Les deux, de manières différentes. L’expérience Volcker a brisé la forte inflation mais à un coût de volatilité extrême — les taux d’intérêt ont fluctué de 11 points de pourcentage en trois ans. Ce ne fut pas un échec en désinflation mais un échec en soutenabilité opérationnelle. Politiquement, la volatilité des taux était insoutenable. Opérationnellement, l’instabilité de la demande de monnaie signifiait que le cadre ne pouvait pas livrer de résultats consistants. Le basculement vers le ciblage d’inflation fut à la fois une reconnaissance d’échec et l’embrassement d’une alternative plus pratique.

Le ciblage monétaire pourrait-il mieux fonctionner aujourd’hui avec les données modernes ?

La capacité technique à suivre les agrégats est bien meilleure qu’en 1979, mais le problème sous-jacent — la loi de Goodhart et l’instabilité de la demande de monnaie — n’a pas été résolu. Si une banque centrale annonçait qu’elle revenait au ciblage monétaire, le système financier créerait probablement de nouveaux substituts pour l’agrégat ciblé en quelques années. Le revival monétariste des années 2010, suscité par le QE, ne s’est pas traduit en ciblage opérationnel. Même la poussée inflationniste 2020-2022 n’a pas produit d’appels sérieux au retour au ciblage des agrégats.

Qu’est-ce qui a remplacé les agrégats monétaires dans les cadres politiques modernes ?

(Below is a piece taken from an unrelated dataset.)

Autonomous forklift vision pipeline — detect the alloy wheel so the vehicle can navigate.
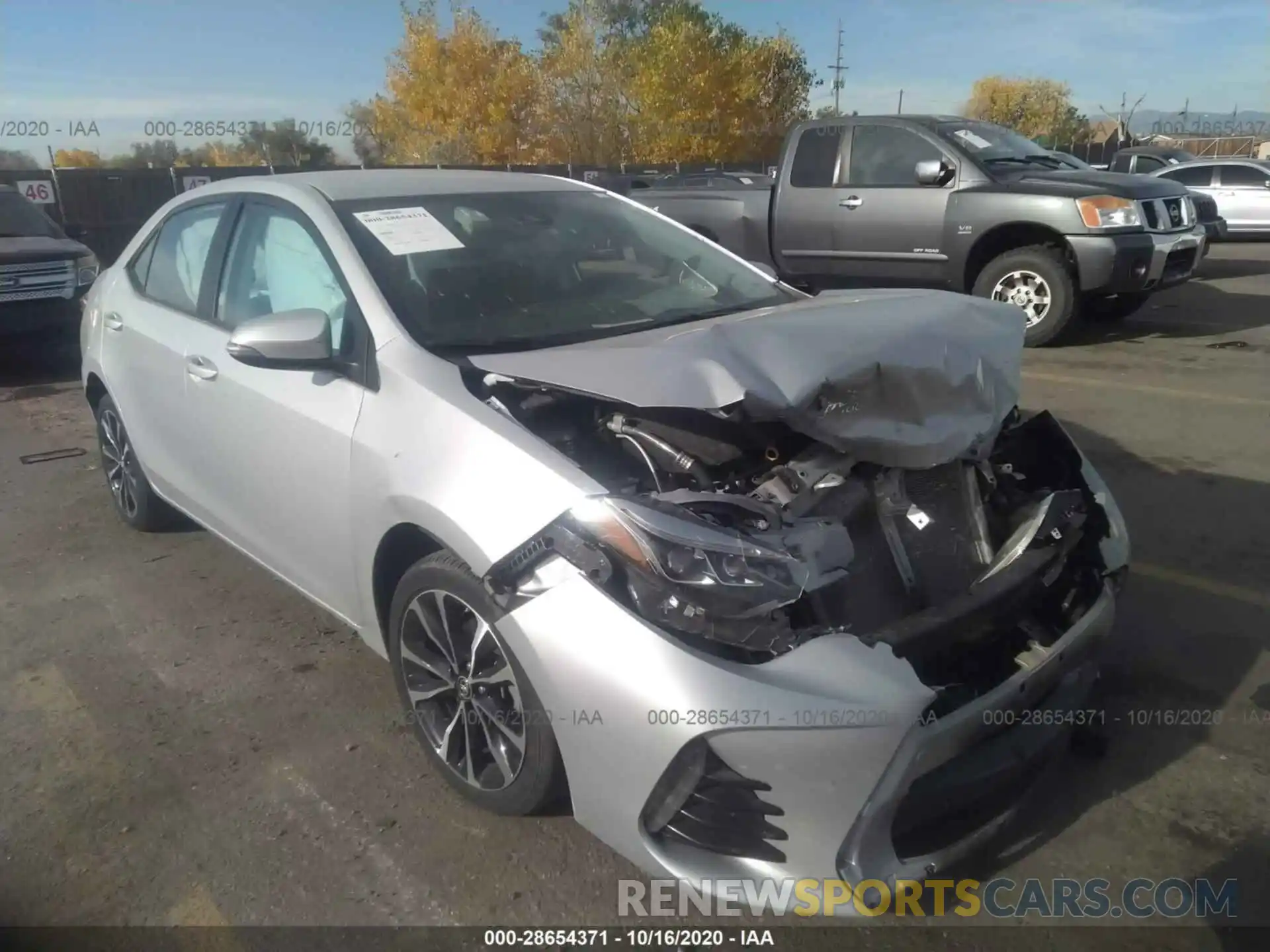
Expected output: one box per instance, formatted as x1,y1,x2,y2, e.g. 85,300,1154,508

La plupart des banques centrales opèrent maintenant dans un cadre de ciblage d’inflation utilisant les taux directeurs comme outil opérationnel principal. Le cadre inclut des cibles d’inflation (typiquement 2 %), un forward guidance sur les taux futurs, des opérations de bilan durant les épisodes de borne zéro, et des outils macroprudentiels pour la stabilité financière. Les agrégats monétaires demeurent dans la boîte à outils analytique mais comme signaux diagnostiques plutôt que cibles. La révision du cadre Fed 2020 a adopté le ciblage flexible d’inflation moyenne, conservant le focus inflation tout en ajoutant de la flexibilité pour les épisodes de borne zéro.